01-01-2017 Philippe VOLVERT

Lorsque les planétologues découvrent la surface de la planète Mercure dans les années 70, ils ont une impression de déjà vu. Les clichés envoyés par la sonde Mariner 10 lors de ses trois survols ressemblent étrangement à notre voisine la Lune. Mercure est essentiellement recouverte de cratères de différentes tailles qui peuvent aller jusqu'à 1 300 km. A eux seuls, ils recouvrent près de 85 % de la superficie de la planète. En fonction de leur taille, leur forme peut varier. En dessous de 10 km, ils présentent un creux dont la profondeur peut atteindre 2 km.
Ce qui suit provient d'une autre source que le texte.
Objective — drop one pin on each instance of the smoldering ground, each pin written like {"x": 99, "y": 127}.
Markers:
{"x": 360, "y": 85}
Entre 10 et 20 km de diamètre, ils sont relativement plats. A partir de 20 km, ils présentent un piton central qui est le résultat du soulèvement de la surface à l'endroit de l'impact. Plus le diamètre sera élevé et plus le piton central sera imposant et net. Au-delà de 150 km, le piton central s'élargit pour former une sorte d'anneaux. Au-dessus de 200 km, le cratère devient un bassin à l'instar du Bassin Caloris qui mesure 1 300 km de diamètre, soit près du tiers du diamètre de la planète. Le nombre important d'impacts d'origine météoritiques indique une géologie inactive depuis la formation de la planète.

Cratère Sor Juana
Cratère Sor Juana (94 km) photographié par Messenger - Photo NASA/Johns Hopkins University Applied Physics Laboratory/Carnegie Institution of Washington (Agrandir)

Les quinze pourcents restants ce sont essentiellement des plaines d'origine volcanique âgées entre 3,8 et 4,5 milliards d'années. Ici et là, on peut également observer des plissements de terrains. Ce phénomène serait la conséquence du refroidissement du noyau. Un vide se serait fait entre le manteau et le noyau. Le manteau se serait alors effondré donnant naissance aux plissements. La rétraction du noyau est estimée à environ 1,5 km.

Discovery Rupes
Escarpement baptisé Discovery (champ couvert 260 km) photographié par Messenger - Photo NASA/Johns Hopkins University Applied Physics Laboratory/Carnegie Institution of Washington (Agrandir)

La densité très élevée de Mercure (5,4) indique la présence d'un imposant noyau d'origine ferreuse et qui occuperait environ 80 % du rayon de la planète. Il est recouvert de roches riches silicates et d'une croûte de roches d'origine volcanique.